ISA’s Edmonton Section hosted my speech, “Oil Sands and Control Futures.” The audience asked excellent questions and the session was highly interactive.
The next morning, I took off for Fort McMurray, or, as the locals call it, Fort McMoney. The plane had an ancient operating mode and a propeller. The seats, although big enough, were a little uncomfortable. But nothing could keep me away from the “big stuff.”
We took a tour of Syncrude Canada-the world’s largest producer of crude oil from oil sands and the largest single-source producer in Canada-and checked out all the facility’s equipment from controls to trucks and conveyors. Then it was time for the best part: My hosts interrupted the truck’s delivery schedule to let me into the driver’s cockpit and off we went. In addition to its 13-feet tires and 800-ton weight, the truck has a 1,200-gallon fuel tank, uses an electric drive with a generator (much like a locomotive), and is a hybrid with electric motors delivering thousands of horsepower to the wheels.
I had a wonderful ride in the truck. We drove over to a big, 24,000-volt steam shovel. The truck backed into position and dumped 350 tons of dirt (or three shovels full) into the hopper. The first shovelful rocked the truck, then it settled down. I wanted to take pictures but the windshield was dirty. We were on a frozen road with nearly an inch of slime and mud.
The driver suggested I step out onto the truck’s “deck,” which was approximately 12 feet by eight feet. I could have had a picnic table, barbecue pit and five guests out there.
I rode in the truck as it moved a load of overburden-shale and gravel covering the oil-bearing sands. The overburden comes from an ocean that existed millions of years ago. The remnants of this ocean are 50 to 300 feet deep.
At one point, the truck moved the load over to where a D-11 bulldozer was plowing away. As the truck wallowed through mud, the electric motors overheated at 3,000 horsepower output. “Holy T-Cronkite!” I thought. As an ubergeek, I appreciated the experience.
I grinned when I noticed that the truck’s driver communicates with the steam shovel by beeping a horn, and not through sophisticated communication technology.
That night, I gave my talk in Fort McMurray and suggested that the automation industry simplify controls with Commercial Off The Shelf (COTS) technology. The U.S. military is becoming a believer in COTS. We use specialized industrial components defined by standards that force us to live in the past.
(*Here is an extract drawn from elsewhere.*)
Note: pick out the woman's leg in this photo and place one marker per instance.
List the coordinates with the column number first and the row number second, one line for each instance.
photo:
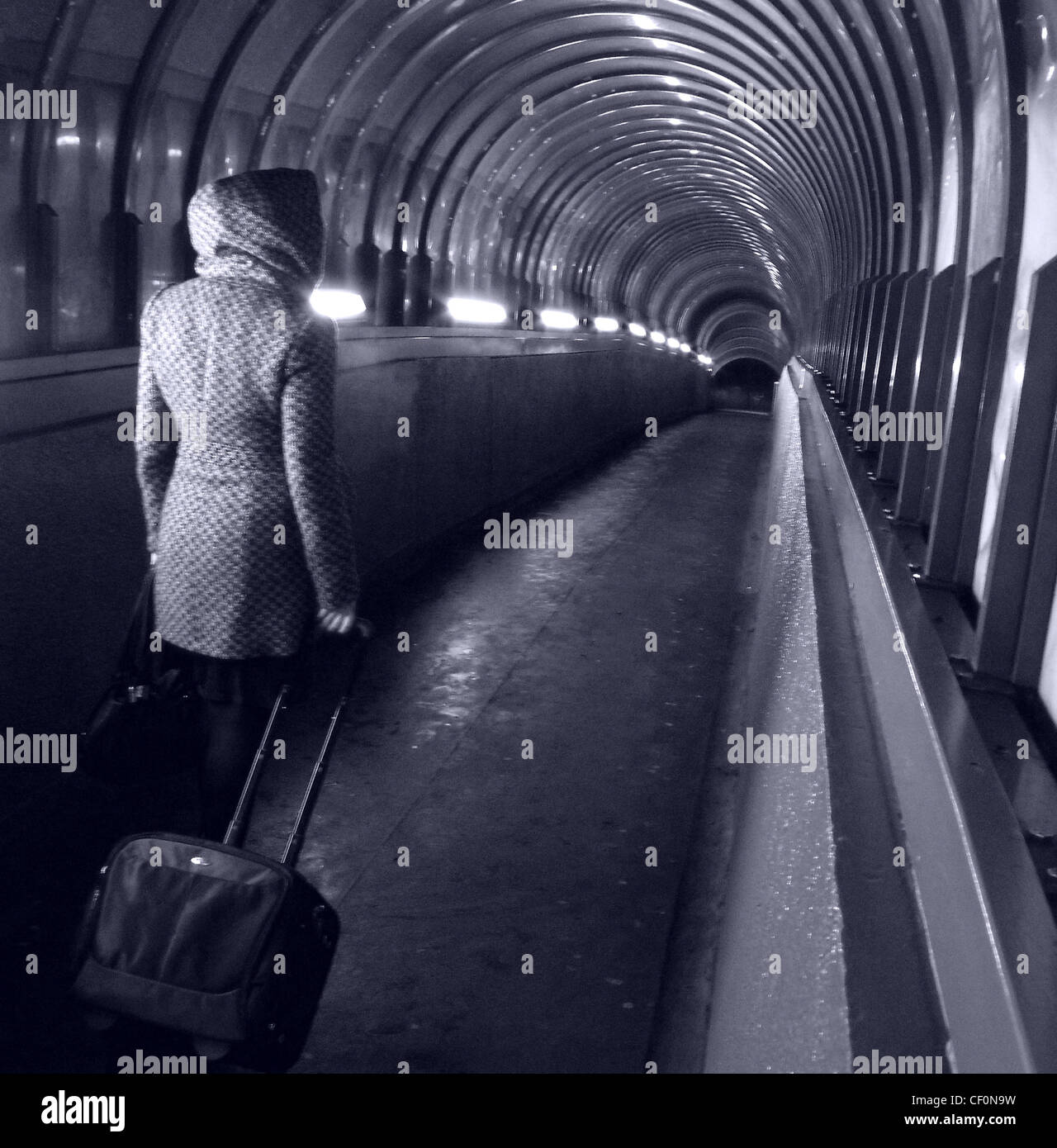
column 233, row 733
I think we should take advantage of new wireless standards, new equipment, itty-bitty computers and parallel processing languages, and make controls simple and straightforward.
The trip was an exciting adventure. Most impressive were the trucks, the Syncrude facility and my hosts. The facility had the flavour of a gold-rush camp of yesteryear, except the gold, in this case, was black.
I leave my readers with the following thoughts: Understand the impact COTS will have on future control design; deal with the world the way it is, not the way you think it ought to be; and please, get some excitement in your life!